STANFORD, Calif. (PRWEB) January 16, 2008
The corrected release reads:
STANFORD PROF. WITH PENCHANT FOR ROCK-N-ROLL AND RENAISSANCE BEGINS NEW SEASON OF HIS RADIO SHOW, ENTITLED OPINIONS
Guests to Include Nobel Prize Winning Author, Orhan Pamuk
Entitled Opinions, hosted by Stanford Professor Robert Harrison, is an intellectually oriented, weekly talk show that explores issues related to literature, ideas, and the human experience from a uniquely informed, scholarly point of view. The 2008 season kicked off on January 15th with historian Philippe Buc on the timely topic of religion and violence. The second episode, airing on January 22, 2008, will feature an interview with Nobel Prize winning author Orhan Pamuk. Additional upcoming topics include the origins of agriculture, the Ottoman Empire, the evolution of psychiatry, love and beauty in Plato's work, the vocation of the humanities and poet A.R. Ammons.
Each episode features a cerebrally stimulating conversation with a guest about a topic to which he or she is especially entitled to an opinion. A true "renaissance man," Professor Harrison combines his vast range of knowledge of western civilization with his infectious curiosity about humanity to challenge today's preeminent scholars about everything they think they know. Recent guests have included award winning novelists, Colm Toibin and Shirley Hazzard, philosophers Michel Serres, Rene Girard and the late Richard Rorty, and scientists Paul Erlich and Andrei Linde. Past topics have ranged from the philosophy of corporations, psychoanalysis, democracy and Anti-Americanism in Europe. Fifty-six episodes have aired since the show's debut in September, 2005.
Entitled Opinions is broadcast on the Stanford University radio station, KZSU. The show is also available for free on iTunes. Listeners applaud the show for its unique combination of erudition and accessibility. The show's global cast of guests provides an important point of access to extra-American opinion. As one listener puts it, "Listening to Entitled Opinions transports me to different places, opens new worlds and gives me new insights." And the show's worldliness has found listeners across the globe: some educators have begun using podcasts of the show in University classrooms in Mexico, Australia, and China.

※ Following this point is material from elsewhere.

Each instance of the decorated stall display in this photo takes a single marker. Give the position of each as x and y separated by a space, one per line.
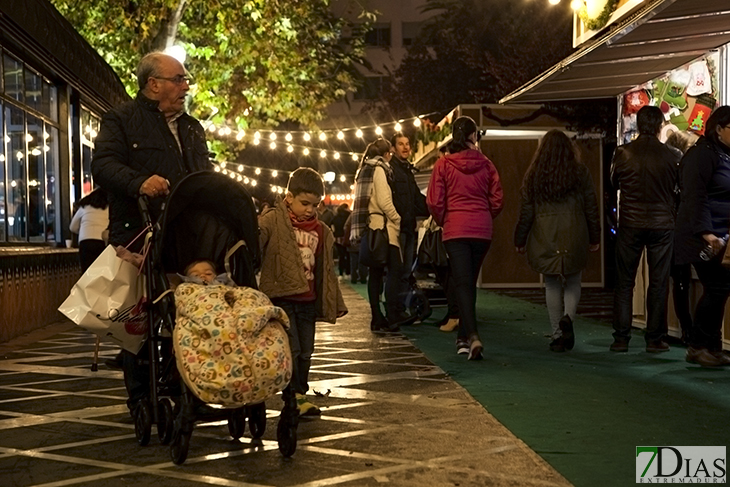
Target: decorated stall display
686 97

Robert Harrison is the Rosina Pierotti Professor in Italian Literature at Stanford University and is Chair of the Department of French and Italian, where he has taught since 1985. He received his doctorate in romance studies from Cornell University in 1984, with a dissertation on Dante's Vita Nuova. Among his publications are the books The Body of Beatrice (1988), Forests: The Shadow of Civilization (1992), and The Dominion of the Dead (2003). His latest book, Gardens: An Essay on the Human Condition, will appear in the spring of 2008 from University of Chicago Press. More information about Gardens can be found below.
Winter 2008 episodes:
Religious Violence with Professor Philippe Buc (History, Stanford)

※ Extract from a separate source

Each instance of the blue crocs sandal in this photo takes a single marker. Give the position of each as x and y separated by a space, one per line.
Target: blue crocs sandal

A Conversation with Orhan Pamuk (winner of the 2006 Nobel Prize for literature)
The Origins of Agriculture with Professor Michael Shanks (Classics & Archaeology, Stanford)
Eros and Beauty in Plato with Professor Andrea Nightingale (Classics, Stanford)

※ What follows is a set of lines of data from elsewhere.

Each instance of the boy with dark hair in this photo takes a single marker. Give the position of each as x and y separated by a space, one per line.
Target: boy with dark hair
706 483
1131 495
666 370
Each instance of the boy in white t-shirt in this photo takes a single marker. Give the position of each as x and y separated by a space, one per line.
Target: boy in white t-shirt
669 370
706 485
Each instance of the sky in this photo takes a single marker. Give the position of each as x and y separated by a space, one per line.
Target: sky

The Poetry of A.R. Ammons with Professor Laura Wittman (French & Italian, Stanford)
The Evolution of Psychiatry with Stewart Agras (Pyschiatry, Stanford Medical Center)
Entitled Opinions website: http://www.stanford.edu/dept/fren-ital/opinions/
Entitled Opinions on iTunes: http://phobos.apple.com/WebObjects/ MZStore.woa/wa/viewPodcast?id=81415836 (Due to its length, this URL may need to be copied/pasted into your Internet browser's address field. Remove the extra space if one exists.)
Prof. Robert Harrison's faculty profile: http://www.stanford.edu/dept/fren-ital/faculty/harrison.html
Gardens: An Essay on the Human Condition
Robert Harrison's upcoming book: Spring 2008, University of Chicago Press
With Gardens, Robert Pogue Harrison graces readers with a thoughtful, wide-ranging examination of the many ways gardens emblematize the human condition. Moving from the gardens of ancient philosophers to the gardens of homeless people in contemporary New York, he shows how, again and again, the garden has served as a check against the destruction and losses of history. The ancients, explains Harrison, viewed gardens as both a model and a location for the laborious self-cultivation and self-improvement that are essential to serenity and enlightenment, an association that has continued throughout the ages. Alive with the echoes and arguments of Western thought, Gardens is a fitting continuation of the intellectual journeys of Harrison's earlier classics, Forests and The Dominion of the Dead. Voltaire famously urged us to cultivate our gardens; with this compelling volume, Robert Pogue Harrison reminds us of the nature of that responsibility -- and its enduring importance to humanity.